Ah, the Mansard roof! A wood-frame house with a cherry on top. I must admit, I love ALL Mansard roofs, no matter the house material. Though they are by no means unique to wooden houses, there is something about finding this high-style feature adapted to the vernacular frame house that makes me smile. But what is the genesis of this much-beloved architectural element?
Back in 1995, when the NY Times reported on the wooden house at 59 South Elliott Place in Fort Greene, historian Christopher Gray referred to the whimsical blue shingled house as an “ice cream sundae amidst the roast beef of its more prosaic neighbors.” I like that.
What makes this eclectic house stand out is not only its eccentric massing, its recessed columned porch, or its open oriels that project from the top floor in a castle-like fashion (it is also not just because Othniel Boaz Askew lived here until 2003, when he was dramatically killed by the police moments after assassinating his local councilmember on the balcony in City Hall). What one instantly notices on this house are the blue scalloped shingles, which were first added to the facade in 1892 and restored not all that long ago when the house underwent a significant renovation.

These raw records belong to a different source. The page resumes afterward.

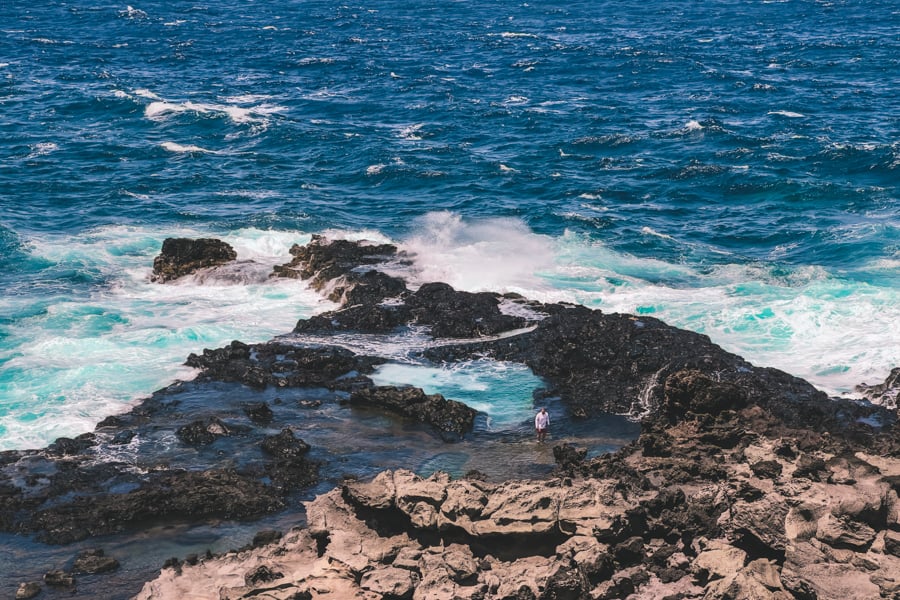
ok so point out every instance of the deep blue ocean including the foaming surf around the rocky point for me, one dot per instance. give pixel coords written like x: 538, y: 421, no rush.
x: 729, y: 167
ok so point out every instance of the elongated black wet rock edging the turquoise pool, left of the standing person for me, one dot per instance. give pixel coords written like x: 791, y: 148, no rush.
x: 449, y: 417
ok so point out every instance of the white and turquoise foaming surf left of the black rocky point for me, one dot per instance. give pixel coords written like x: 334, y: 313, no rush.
x: 94, y: 335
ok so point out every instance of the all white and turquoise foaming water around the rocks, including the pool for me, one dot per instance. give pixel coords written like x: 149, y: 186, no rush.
x: 74, y: 353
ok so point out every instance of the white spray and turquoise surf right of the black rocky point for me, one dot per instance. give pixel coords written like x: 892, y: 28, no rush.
x: 833, y: 329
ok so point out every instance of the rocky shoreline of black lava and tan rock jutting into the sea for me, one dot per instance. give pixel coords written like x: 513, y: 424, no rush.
x: 745, y: 482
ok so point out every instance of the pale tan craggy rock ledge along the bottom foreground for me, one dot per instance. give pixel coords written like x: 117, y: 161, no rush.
x: 742, y: 536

Wooden houses are abundant in the Fort Greene Historic District, and they’re the fun kind; rather than dominating the neighborhood, they surprise you when you notice small clusters intermittently wedged between bricks and brownstones. According to the Landmarks Preservation Commission’s designation report, the detached pair of transitional Greek Revival/Italianate houses at 329 & 333 Adelphi Street are the two oldest wooden houses in the district, built together ca. 1848. No. 329 (the corner house) appears more primitive because it has retained its original height and because of its shingles, though they are actually not original to the building. No. 333 once looked just the same, but was later heightened. Something about the wild landscaping adds to the houses’ country feel.